Years Ago


Today is Thursday, April 30, the 120th day of 2015. There are 245 days left in the year.

ASSOCIATED PRESS

On this date in:

1789: George Washington takes the oath of office in New York as the first president of the United States.

1803: The United States purchases the Louisiana Territory from France for 60 million francs, the equivalent of about $15 million.

1900: Engineer John Luther “Casey” Jones of the Illinois Central Railroad dies in a train wreck near Vaughan, Miss., after staying at the controls in a successful effort to save the passengers.

1939: The New York World’s Fair officially opens with a ceremony that includes an address by President Franklin D. Roosevelt.

1945: As Soviet troops approach his Berlin bunker, Adolf Hitler commits suicide along with his wife of one day, Eva Braun.

1958: The American Association of Retired Persons (later simply AARP) is founded in Washington, D.C., by Dr.

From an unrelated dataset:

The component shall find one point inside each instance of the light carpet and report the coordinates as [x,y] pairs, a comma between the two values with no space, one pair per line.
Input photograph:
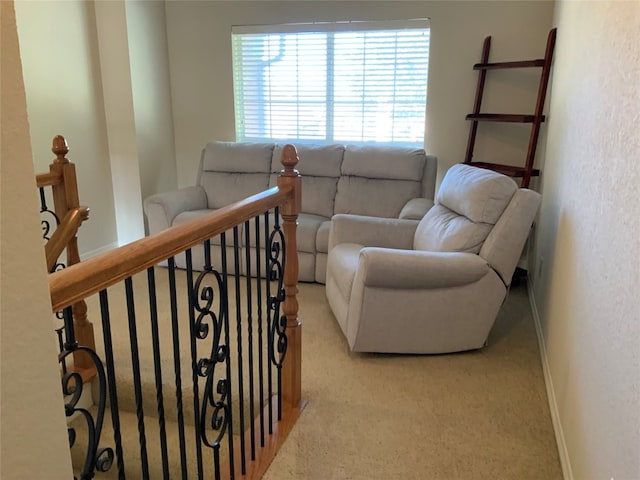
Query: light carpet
[474,415]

Ethel Percy Andrus.

1968: New York City police forcibly remove student demonstrators occupying five buildings at Columbia University.

1973: President Richard Nixon announces the resignations of top aides H.R. Haldeman and John Ehrlichman, Attorney General Richard G. Kleindienst and White House counsel John Dean, who is actually fired.

1975: The Vietnam War ends as the South Vietnamese capital of Saigon falls to Communist forces.

1988: Gen. Manuel Noriega, waving a machete, vows at a rally to keep fighting U.S. efforts to oust him as Panama’s military ruler.

1990: Hostage Frank Reed is released by his captives in Lebanon; he is the second American to be released in eight days.

2005:Missing Georgia woman Jennifer Wilbanks admits to police in Albuquerque, N.M., that she is a “runaway bride” after initially claiming to have been abducted; on what was supposed to have been her wedding day, she was escorted to the airport by officers for a flight home.

James Toney outpoints John Ruiz to win the WBA heavyweight title in New York.

2010: Heavy winds, high tides complicate efforts to hold back oil from a blown-out BP-operated rig that threatens to coat bird and marine life in the Gulf of Mexico; President Barack Obama halts any new offshore projects pending safeguards to prevent more explosions such as the one that unleashed the spill.

VINDICATOR FILES

1990: Terrence J. Shidel, chief of the Canfield Police Department, who says his city falsely has been accused of targeting people because of their color, has been named to the Civil Rights Committee of the International Association of Chiefs of Police. He will help develop a policy on civil rights for police nationwide.

Members of the Workers Solidarity Club of Youngstown gather on Federal Plaza near the historical marker for the Little Steel Strike of 1937, to mark the 75th anniversary of the death of early union leader Joe Hill by firing squad in Utah.

Charles E. West, 28, challenges as unconstitutional Youngstown’s new loitering ordinance. West’s attorney, Gerald Ingram, says it is overly broad and unconstitutionally vague.

1975: Youngstown’s 59th arson of the year, sparked by plastic bags filled with kerosene and gasoline, causes $7,000 damage to a vacant three-story house at 1137 Ford Ave.

Donald E. Schrock, 46, a foreman for Connell Steel Co., erectors of steel buildings, is killed when he falls 36 feet from a roof onto a pile of steel roofing at the General Motors Lordstown facility.

Dr. Thomas Shipka, chief negotiator for the YSU-OEA, says a tentative agreement has been reached between faculty and Youngstown State University.

1965: Four district high school students are national winners in the annual scholastic art contest sponsored by Scholastic magazine. They are John Baca, Warren G. Harding High; James Sheban, Boardman; Michael Spisak, East, and Richard Burke, Cardinal Mooney.

Youngstown University’s baseball team sets a record for runs scored in a single game, beating Geneva College, 25-4. Ron Sabatino pitches six innings for the win.

James E. O’Brien, executive director of Associated Neighborhood Centers in Youngstown, scores the highest grade among eight qualifiers for the post of Mahoning County welfare director.

1940: More than 1,000 men and women attend the opening dinner of the Community Chest campaign, which has a 1940 goal of $275,000.

James Park of Canfield, at 98 the oldest Civil War veteran in Mahoning County, dies in the Salem Clinic, leaving only four surviving members of the Grand Army of the Republic.

The Youngstown Browns — 19 strong — arrive at the Idora Park ball field, inaugurating the home training sessions for the Mid-Atlantic League opener, which will be against Charleston, W. Va.